Arthur Hanna, Martin Hullett, and David Webb visited Colombia in late August to follow an agenda set forth by Proexport with the intention of promoting the adventure and nature tourism products in their respective countries.
"I have read and seen some newsclips [addressing Colombia] on TV, but this is actually my first time in South America and, truly, I had no idea [about what to expect]... After the flight and arrival, I saw the Choco and I was surprised: It's incredible!," stated Hullett, Director of the online edition of The Sun in the United Kingdom.
As with his colleagues, his reaction was not only elicited by the splendid landscape that marries a luxurious jungle with the deep Pacific Ocean, but also by the variety of endemic and visiting species like birds, turtles, and whales, presenting tourists with a one-of-a-kind natural spectacle.

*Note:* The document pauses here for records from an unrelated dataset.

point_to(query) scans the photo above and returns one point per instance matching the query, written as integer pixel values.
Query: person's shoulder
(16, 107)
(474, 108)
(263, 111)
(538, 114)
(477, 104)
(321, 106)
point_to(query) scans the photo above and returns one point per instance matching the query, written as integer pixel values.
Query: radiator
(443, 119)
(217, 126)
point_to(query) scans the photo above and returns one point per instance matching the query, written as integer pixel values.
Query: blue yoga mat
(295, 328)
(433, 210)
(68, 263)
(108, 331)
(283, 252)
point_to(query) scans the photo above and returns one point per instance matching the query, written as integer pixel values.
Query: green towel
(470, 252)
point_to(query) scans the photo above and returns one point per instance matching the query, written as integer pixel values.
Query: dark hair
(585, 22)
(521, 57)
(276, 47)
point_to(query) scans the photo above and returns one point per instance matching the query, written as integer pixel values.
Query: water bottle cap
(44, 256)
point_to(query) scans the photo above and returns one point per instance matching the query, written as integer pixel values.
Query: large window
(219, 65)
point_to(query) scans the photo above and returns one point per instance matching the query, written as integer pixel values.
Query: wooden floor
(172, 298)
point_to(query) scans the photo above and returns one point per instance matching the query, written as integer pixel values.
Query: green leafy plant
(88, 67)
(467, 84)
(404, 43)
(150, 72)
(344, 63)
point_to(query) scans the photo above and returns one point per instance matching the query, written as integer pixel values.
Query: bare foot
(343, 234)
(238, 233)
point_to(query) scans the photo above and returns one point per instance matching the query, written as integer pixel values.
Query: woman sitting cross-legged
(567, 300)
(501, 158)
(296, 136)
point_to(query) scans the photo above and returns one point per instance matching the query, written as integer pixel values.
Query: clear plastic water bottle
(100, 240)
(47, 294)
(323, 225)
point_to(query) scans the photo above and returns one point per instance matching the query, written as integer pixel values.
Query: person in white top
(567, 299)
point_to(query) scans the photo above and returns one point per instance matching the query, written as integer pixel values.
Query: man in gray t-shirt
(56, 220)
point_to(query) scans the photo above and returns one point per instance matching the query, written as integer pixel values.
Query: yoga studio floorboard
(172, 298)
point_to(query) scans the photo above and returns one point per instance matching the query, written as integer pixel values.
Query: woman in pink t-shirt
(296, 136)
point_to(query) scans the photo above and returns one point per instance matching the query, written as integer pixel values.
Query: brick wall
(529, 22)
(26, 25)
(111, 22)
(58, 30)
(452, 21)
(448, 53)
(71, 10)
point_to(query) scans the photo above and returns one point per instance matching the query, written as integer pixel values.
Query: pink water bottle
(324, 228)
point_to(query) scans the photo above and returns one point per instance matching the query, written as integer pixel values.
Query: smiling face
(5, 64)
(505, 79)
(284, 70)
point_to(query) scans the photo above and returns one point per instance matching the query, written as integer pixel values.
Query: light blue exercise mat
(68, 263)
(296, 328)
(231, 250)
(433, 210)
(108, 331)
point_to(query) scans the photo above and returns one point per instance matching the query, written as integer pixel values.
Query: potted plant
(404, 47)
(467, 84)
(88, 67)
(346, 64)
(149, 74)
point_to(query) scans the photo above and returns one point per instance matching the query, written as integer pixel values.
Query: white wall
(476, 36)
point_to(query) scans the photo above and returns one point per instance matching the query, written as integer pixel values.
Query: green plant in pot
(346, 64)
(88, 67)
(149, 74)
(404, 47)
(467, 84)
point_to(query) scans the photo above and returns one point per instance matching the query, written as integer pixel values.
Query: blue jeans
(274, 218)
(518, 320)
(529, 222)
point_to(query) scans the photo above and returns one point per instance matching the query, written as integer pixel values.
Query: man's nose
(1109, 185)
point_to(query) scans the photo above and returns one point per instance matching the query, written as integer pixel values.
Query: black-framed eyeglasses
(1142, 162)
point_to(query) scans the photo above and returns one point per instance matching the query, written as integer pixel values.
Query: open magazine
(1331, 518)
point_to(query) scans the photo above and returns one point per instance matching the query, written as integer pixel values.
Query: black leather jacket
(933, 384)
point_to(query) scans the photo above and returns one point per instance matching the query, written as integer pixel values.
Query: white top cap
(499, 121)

During their five-day stay, the journalists had the chance to watch birds and butterflies, release turtles after hatching from eggs recovered by environmentalist groups, partake in specialized fishing, take a dip in hot springs and practice sports like kayaking and rafting.
"It's been only four or five days, but we've done a lot. The hot springs we visited were great; we went bird-watching... Seeing forest creatures everywhere was amazing," said Hanna, from the American magazine International Travel News.
However, the greatest experience came from the colossal whales (40 tons and 52.5 feet long in average) which, under the ecstatic eyes of the foreign journalists and their fiddling hands reaching for the best camera angle, playfully sailed between the waves and even sang, which they rarely do.
Whales travel about 5,282 miles from the South Pole every year to the warm waters of Colombia, the perfect spot to mate, give birth to their calves, and teach them how to breathe. For years, agencies have held enticing tours for visitors around this event.
"I have seen things I've never seen before [in this trip]: Releasing turtles, watching whales and hearing them sing; I will always remember this. I didn't even know this was possible, but it can happen here in Colombia," explained Webb, Editor of Canadian magazine, Explore, which covers the outdoors lifestyle.
After their stop in Bahia Solano, Nuqui, and the Utria Natural National Park in-between, the journalists agreed that what they had just experienced could only be called magical, a mix between fantasy and reality, which gave birth to the core concept for the new tourism campaign by Proexport.
Since last April, "Colombia is Magical Realism" is spearheading Proexport's strategy to position Colombia as the perfect tourism destination for vacations, conferences, conventions, incentive trips, and golf tournaments among foreign travelers.
"If you are really interested in living an adventure, enjoying a unique cultural experience, meeting wonderful people and bringing magical realism to life, Colombia truly has it all," pointed out the Canadian journalist when asked about the most noteworthy items.
Other people in the group went beyond extolling the region's attractions and invited tourists from all around the world to travel and enjoy everything this country has to offer as their gateway to South America.
"I have seen birds and all kinds of animals and vegetation I didn't know existed and had never heard about. It's been wonderful for this, and for the food, and the people; everyone should visit Choco and visit Colombia," concluded Hullett before returning to London.
"The best people who spread our invitation to the world to come to Colombia are those who, like these journalists, have already experienced its charms. Besides, as they are opinion leaders who influence the decisions of their readers when it's time to choose their next vacations destination, the effect is greater," stated Maria Claudia Lacouture, President of Proexport.